„Bomber-Harris“ sitzt uns allen noch in den Knochen
Beruflich musste ich am Freitag nach Dresden und zurück fliegen. Am Abend auf dem Rückflug gelang mir ein eigentlich schönes Foto der hell erleuchteten sächsischen Metropole, das ich – gedankenlos – ins soziale Netzwerk Facebook stellte. Da war aber was los heute…

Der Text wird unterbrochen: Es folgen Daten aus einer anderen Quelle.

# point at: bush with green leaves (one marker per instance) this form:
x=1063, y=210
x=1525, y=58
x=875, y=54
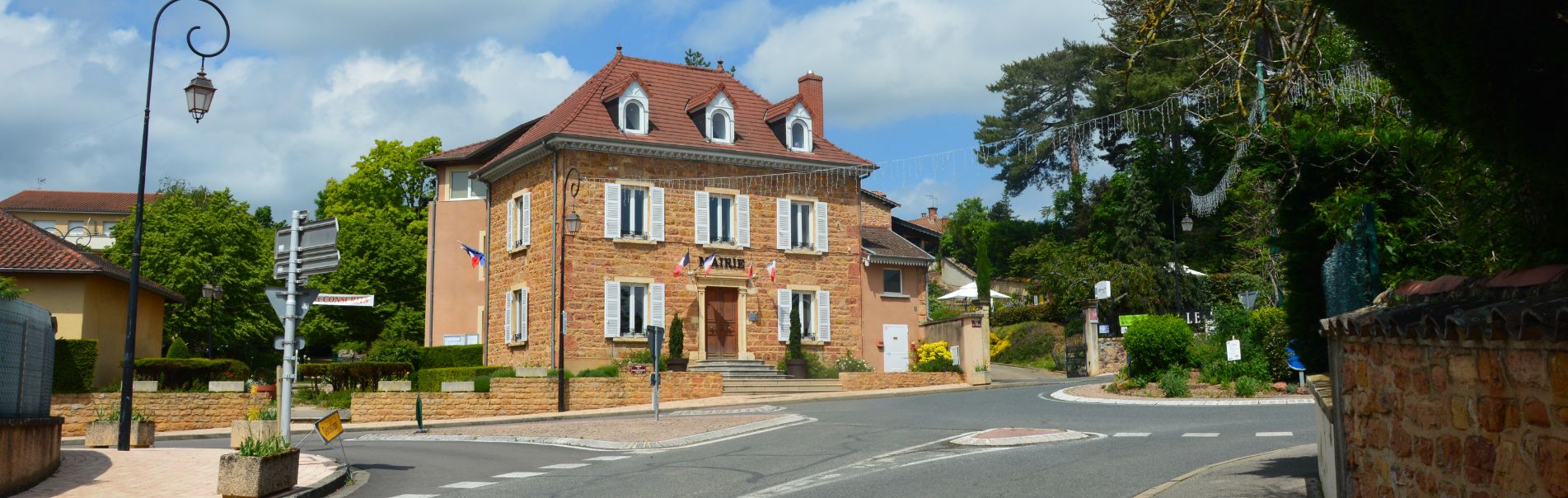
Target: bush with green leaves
x=1175, y=383
x=74, y=364
x=1245, y=387
x=1156, y=345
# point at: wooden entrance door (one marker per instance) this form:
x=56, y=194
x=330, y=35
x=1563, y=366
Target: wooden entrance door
x=722, y=322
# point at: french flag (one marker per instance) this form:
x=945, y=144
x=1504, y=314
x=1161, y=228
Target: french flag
x=475, y=258
x=684, y=261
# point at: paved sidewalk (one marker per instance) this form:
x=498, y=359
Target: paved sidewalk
x=152, y=472
x=1275, y=473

Die Piloten der britischen Bomber hätten sicher einen ähnlichen Anblick im Februar 1945 gehabt, wurde mir vorwurfsvoll entgegnet. Ich entgegnete, dass es so ähnlich wohl auch für die deutschen Bomberpiloten gewesen sein müsse, die zuvor einen Feuersturm über London ausgelöst hatten. Da hatte ich aber was angerichtet. 70 Jahre nach Kriegsende sitzt das deutsche Trauma einer nicht bewältigten Tragödie noch tief in unserer Generation. In London gab’s militärische Ziele, die einen Angriff rechtfertigten, hält man mir vor. In Dresdner gab es Zivilisten und 200.000 Flüchtlinge. Ja, der Bombenagriff auf Dresden war ein Kriegsverbrechen. Aber mein Grundgedanke ist ein ganz anderer: Im Krieg verlieren alle. Der Krieg an sich ist der Feind des Menschen.
Das heißt nicht, dass Krieg nicht als ultima ratio legitim sein kann. Das Konzentrationslager Auschwitz wurde nicht von Sozialarbeitern und Peacenicks befreit, sondern von Soldaten der russischen Armee. Und das letzte Kapitel der Nazi-Barbarei wurde mit der Landung amerikanischer und britischer Soldaten in der Normandie im Juni 1944 eingeleitet.
Dresden hätte niemals passieren dürfen. Aber dass vielen Menschen in Deutschland beim Anblick der erleuchteten Elbmetropole direkt „Bomber Harris“ einfällt, sagt viel über den Zustand unserer Erinnerungskultur aus.